I love React, but this (and forms) is the bane of my life. I've started to unit-test my frontend a lot, lot less and rely on a lot of e2e tests. Cypress is great and I trust my app more to actually work when a user uses it
> unit test anything but the individual pieces

Isn't that the definition of a unit test?

Debatable but I get your point. The thing is that Flux is a pattern, and you often want to test the full pattern to get a meaningful "unit" of behavior/logic. There can be meaningful logic in the individual pieces, but frequently they only make sense as a whole.
It's not debatable...

Unit tests are for testing individual components of your application (web or otherwise)

e2e or integration tests are for testing your application component/lib/api/whatever boundaries

Sure, but what do you count as a "component"? It varies by language, framework, platform, and pattern.
How do you test individual components in isolation if they depend on the global state store?
That's a code smell. 99% of components in a project should rely on props.
How does that play with Redux Hooks for example? https://react-redux.js.org/next/api/hooks

If you are using hooks in your components, you need the global store instance. To call this unit testing is too big a stretch for me.

Please explain the flux pattern?
See the docs for the original Flux Architecture:

https://facebook.github.io/flux/docs/in-depth-overview

Redux was originally designed as a Flux implementation:

https://blog.isquaredsoftware.com/2017/05/idiomatic-redux-ta...

From that Facebook article: Flux eschews MVC in favor of a unidirectional data flow.

This is so incorrect. MVC doesn't imply two-way data binding. The whole Flux architecture was based on a misunderstanding of MVC, and is therefore questionable.

Most UI frameworks, including iOS, ASP.NET Core, JSP and JSF (Java based frameworks), Ruby on Rails, and Django (Python) are all based on MVC.

Why is it that MVC works for all these other frameworks, but doesn't for React? The answer is that MVC does in fact work for React. React itself originally used the tagline "React is the V in MVC". Flux/Redux introduce needless complexity and unnecessary boilerplate. There are MVC libs that make React much easier to use.
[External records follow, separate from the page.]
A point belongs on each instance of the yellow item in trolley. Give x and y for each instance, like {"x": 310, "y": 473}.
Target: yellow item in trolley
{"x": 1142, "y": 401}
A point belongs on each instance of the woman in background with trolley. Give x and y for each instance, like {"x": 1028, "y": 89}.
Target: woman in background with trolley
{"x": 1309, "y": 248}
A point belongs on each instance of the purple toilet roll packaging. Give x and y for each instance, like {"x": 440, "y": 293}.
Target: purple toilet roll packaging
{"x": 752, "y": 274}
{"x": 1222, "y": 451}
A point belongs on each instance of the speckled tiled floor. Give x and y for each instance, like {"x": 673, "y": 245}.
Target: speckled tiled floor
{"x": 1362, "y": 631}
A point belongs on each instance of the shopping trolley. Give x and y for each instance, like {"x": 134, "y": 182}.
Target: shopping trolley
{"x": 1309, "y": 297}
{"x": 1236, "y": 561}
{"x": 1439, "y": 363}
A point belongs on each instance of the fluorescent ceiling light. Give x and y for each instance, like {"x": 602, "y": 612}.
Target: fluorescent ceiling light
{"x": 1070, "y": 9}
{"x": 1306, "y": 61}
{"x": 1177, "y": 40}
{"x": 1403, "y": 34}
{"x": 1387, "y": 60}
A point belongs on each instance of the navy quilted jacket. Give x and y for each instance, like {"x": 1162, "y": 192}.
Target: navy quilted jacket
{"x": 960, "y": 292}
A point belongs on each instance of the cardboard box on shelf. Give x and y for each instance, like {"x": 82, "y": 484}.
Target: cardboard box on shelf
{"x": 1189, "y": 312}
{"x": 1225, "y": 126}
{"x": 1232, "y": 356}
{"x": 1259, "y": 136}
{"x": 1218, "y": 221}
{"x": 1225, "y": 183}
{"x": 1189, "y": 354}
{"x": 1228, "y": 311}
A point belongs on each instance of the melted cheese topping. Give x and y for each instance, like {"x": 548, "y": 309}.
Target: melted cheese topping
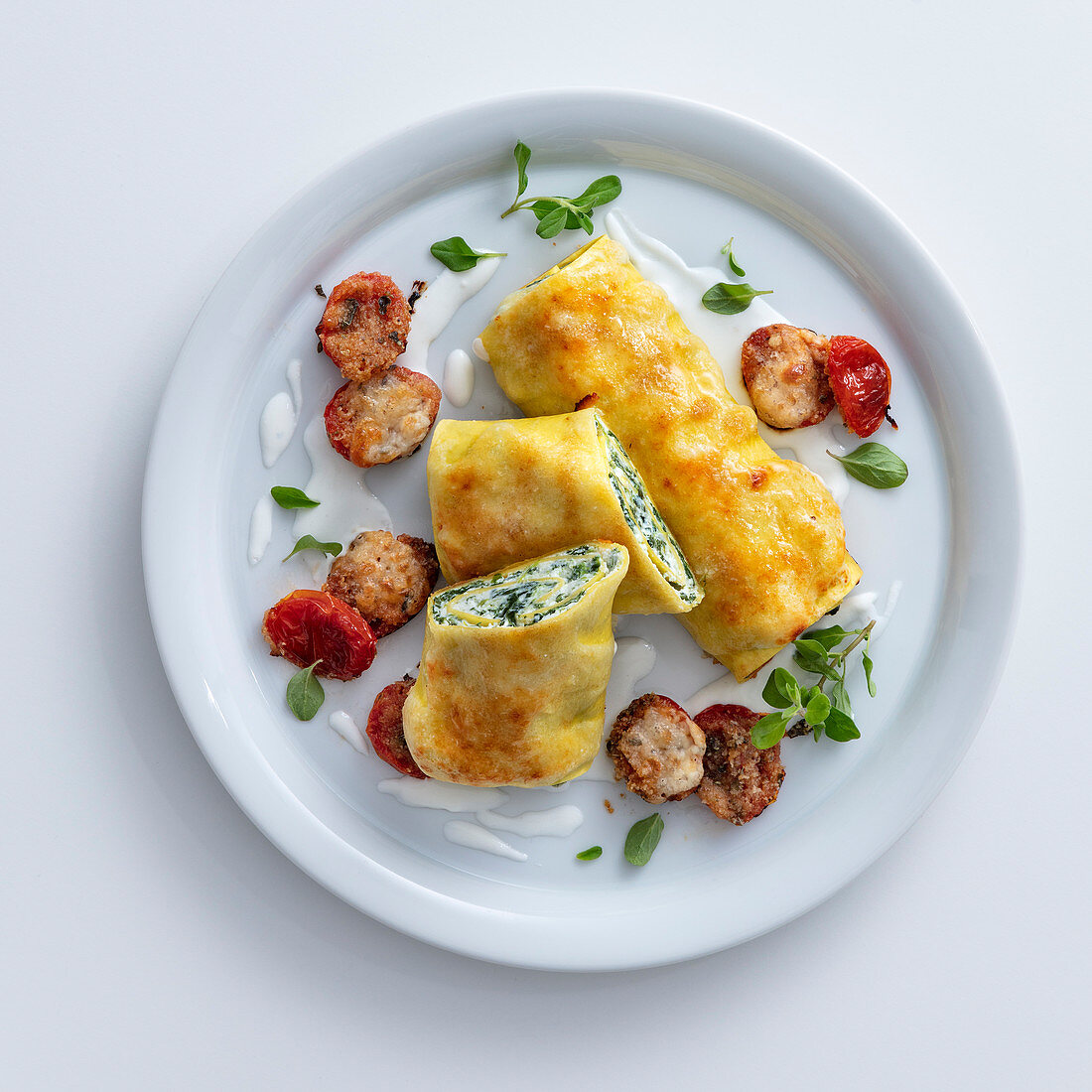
{"x": 527, "y": 594}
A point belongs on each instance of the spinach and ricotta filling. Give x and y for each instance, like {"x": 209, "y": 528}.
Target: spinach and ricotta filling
{"x": 526, "y": 594}
{"x": 644, "y": 519}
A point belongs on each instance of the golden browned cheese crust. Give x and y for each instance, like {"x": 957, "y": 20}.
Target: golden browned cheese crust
{"x": 514, "y": 706}
{"x": 762, "y": 534}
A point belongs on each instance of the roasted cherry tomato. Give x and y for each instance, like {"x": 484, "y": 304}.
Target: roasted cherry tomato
{"x": 862, "y": 383}
{"x": 385, "y": 732}
{"x": 308, "y": 625}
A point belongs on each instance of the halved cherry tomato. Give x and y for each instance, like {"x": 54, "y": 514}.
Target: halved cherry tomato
{"x": 862, "y": 383}
{"x": 308, "y": 625}
{"x": 385, "y": 732}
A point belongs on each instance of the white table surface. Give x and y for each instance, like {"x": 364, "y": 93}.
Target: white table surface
{"x": 151, "y": 936}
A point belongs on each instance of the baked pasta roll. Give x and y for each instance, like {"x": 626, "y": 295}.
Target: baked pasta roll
{"x": 505, "y": 490}
{"x": 762, "y": 534}
{"x": 513, "y": 674}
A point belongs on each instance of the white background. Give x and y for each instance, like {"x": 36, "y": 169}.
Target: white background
{"x": 150, "y": 936}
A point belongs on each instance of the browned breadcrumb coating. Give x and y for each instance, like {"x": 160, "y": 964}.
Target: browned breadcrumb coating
{"x": 383, "y": 418}
{"x": 386, "y": 579}
{"x": 785, "y": 373}
{"x": 364, "y": 325}
{"x": 741, "y": 781}
{"x": 656, "y": 750}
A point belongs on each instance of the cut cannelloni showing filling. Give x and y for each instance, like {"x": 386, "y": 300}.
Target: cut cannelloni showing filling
{"x": 514, "y": 669}
{"x": 504, "y": 490}
{"x": 762, "y": 534}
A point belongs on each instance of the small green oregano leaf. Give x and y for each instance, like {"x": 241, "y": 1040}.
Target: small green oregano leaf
{"x": 522, "y": 154}
{"x": 733, "y": 264}
{"x": 867, "y": 661}
{"x": 771, "y": 729}
{"x": 642, "y": 839}
{"x": 875, "y": 465}
{"x": 305, "y": 694}
{"x": 458, "y": 254}
{"x": 309, "y": 542}
{"x": 732, "y": 298}
{"x": 817, "y": 709}
{"x": 288, "y": 495}
{"x": 840, "y": 727}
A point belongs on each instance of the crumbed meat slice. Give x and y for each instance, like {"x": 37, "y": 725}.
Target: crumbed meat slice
{"x": 364, "y": 325}
{"x": 385, "y": 732}
{"x": 656, "y": 750}
{"x": 741, "y": 781}
{"x": 386, "y": 579}
{"x": 785, "y": 373}
{"x": 382, "y": 418}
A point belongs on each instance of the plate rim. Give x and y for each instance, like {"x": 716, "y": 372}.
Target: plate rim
{"x": 295, "y": 838}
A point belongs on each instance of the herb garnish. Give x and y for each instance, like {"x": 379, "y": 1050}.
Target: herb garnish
{"x": 732, "y": 298}
{"x": 733, "y": 264}
{"x": 288, "y": 495}
{"x": 643, "y": 838}
{"x": 309, "y": 542}
{"x": 875, "y": 465}
{"x": 558, "y": 214}
{"x": 305, "y": 692}
{"x": 821, "y": 712}
{"x": 458, "y": 254}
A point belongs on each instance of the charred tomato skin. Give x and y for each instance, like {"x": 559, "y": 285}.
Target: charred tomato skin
{"x": 385, "y": 732}
{"x": 861, "y": 381}
{"x": 308, "y": 625}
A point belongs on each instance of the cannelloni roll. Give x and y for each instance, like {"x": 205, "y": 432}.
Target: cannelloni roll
{"x": 762, "y": 534}
{"x": 505, "y": 490}
{"x": 514, "y": 669}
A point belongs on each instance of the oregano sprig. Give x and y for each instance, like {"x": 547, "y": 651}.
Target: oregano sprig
{"x": 305, "y": 695}
{"x": 875, "y": 465}
{"x": 459, "y": 255}
{"x": 814, "y": 707}
{"x": 733, "y": 264}
{"x": 309, "y": 542}
{"x": 732, "y": 298}
{"x": 556, "y": 214}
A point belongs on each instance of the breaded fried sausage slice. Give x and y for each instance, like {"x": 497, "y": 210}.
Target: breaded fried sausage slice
{"x": 386, "y": 579}
{"x": 740, "y": 781}
{"x": 382, "y": 418}
{"x": 785, "y": 373}
{"x": 364, "y": 325}
{"x": 656, "y": 750}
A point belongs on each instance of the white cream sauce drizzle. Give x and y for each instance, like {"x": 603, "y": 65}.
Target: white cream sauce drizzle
{"x": 549, "y": 822}
{"x": 443, "y": 795}
{"x": 461, "y": 832}
{"x": 277, "y": 423}
{"x": 633, "y": 658}
{"x": 261, "y": 528}
{"x": 725, "y": 335}
{"x": 855, "y": 612}
{"x": 346, "y": 504}
{"x": 349, "y": 731}
{"x": 437, "y": 307}
{"x": 459, "y": 378}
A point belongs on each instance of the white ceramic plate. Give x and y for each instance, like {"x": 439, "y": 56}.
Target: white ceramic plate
{"x": 839, "y": 262}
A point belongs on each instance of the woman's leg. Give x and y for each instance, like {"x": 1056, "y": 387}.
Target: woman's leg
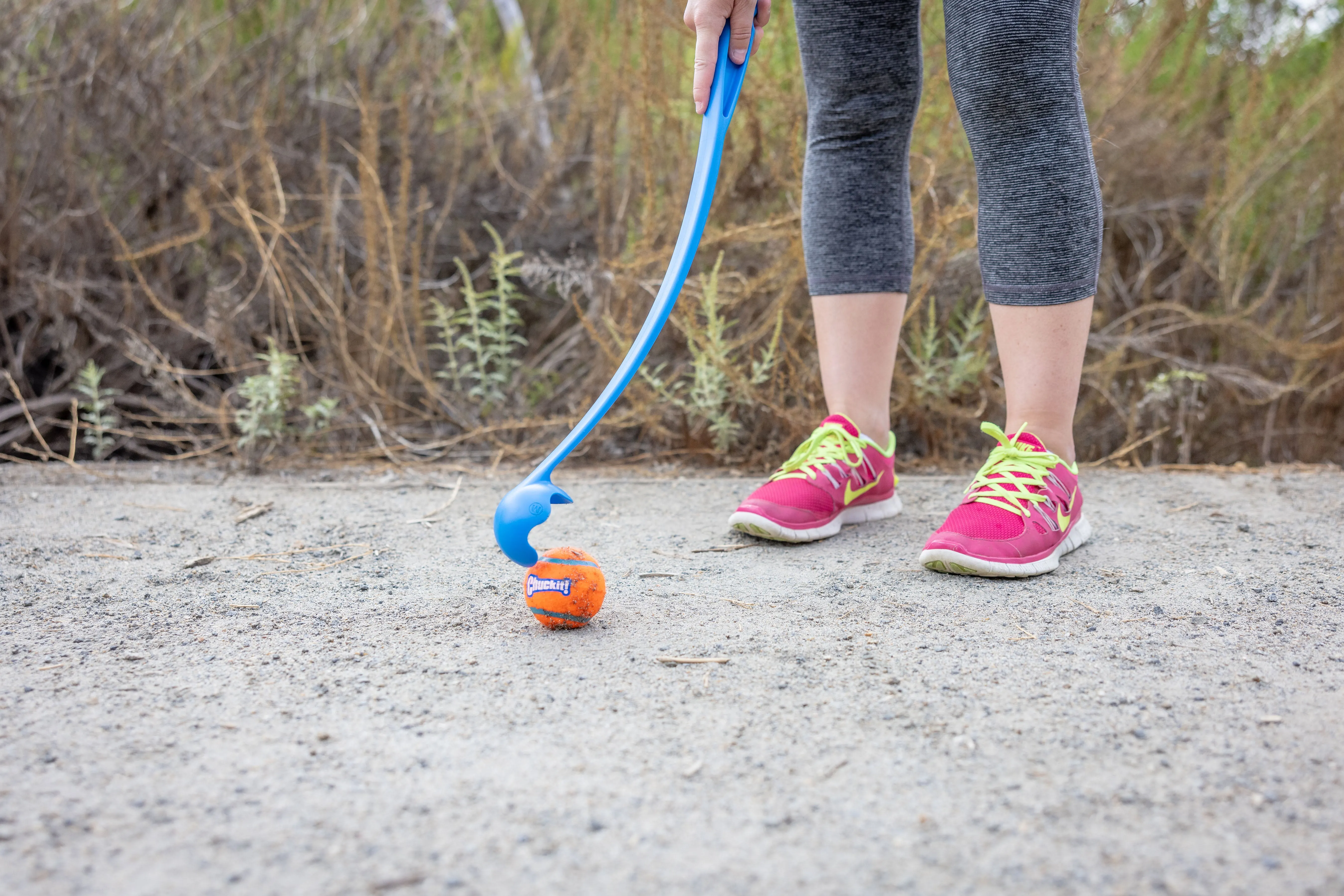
{"x": 858, "y": 336}
{"x": 862, "y": 70}
{"x": 1015, "y": 81}
{"x": 1041, "y": 351}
> iOS, ASP.NET Core, JSP and JSF (Java based frameworks), Ruby on Rails, and Django (Python) are all based on MVC.

Don't all of those have two-way data binding?

> Why is it that MVC works for all these other frameworks, but doesn't for React?

I think the point is that Facebook found it doesn't actually work well, at least for their use cases. They found a recurring set of bugs caused by two-way data flow, and built a framework to alleviate it.

> Don't all of those have two-way data binding?

No they don't.

> I think the point is that Facebook found it doesn't actually work well, at least for their use cases. They found a recurring set of bugs caused by two-way data flow, and built a framework to alleviate it.

But MVC doesn't mean two-way data flow.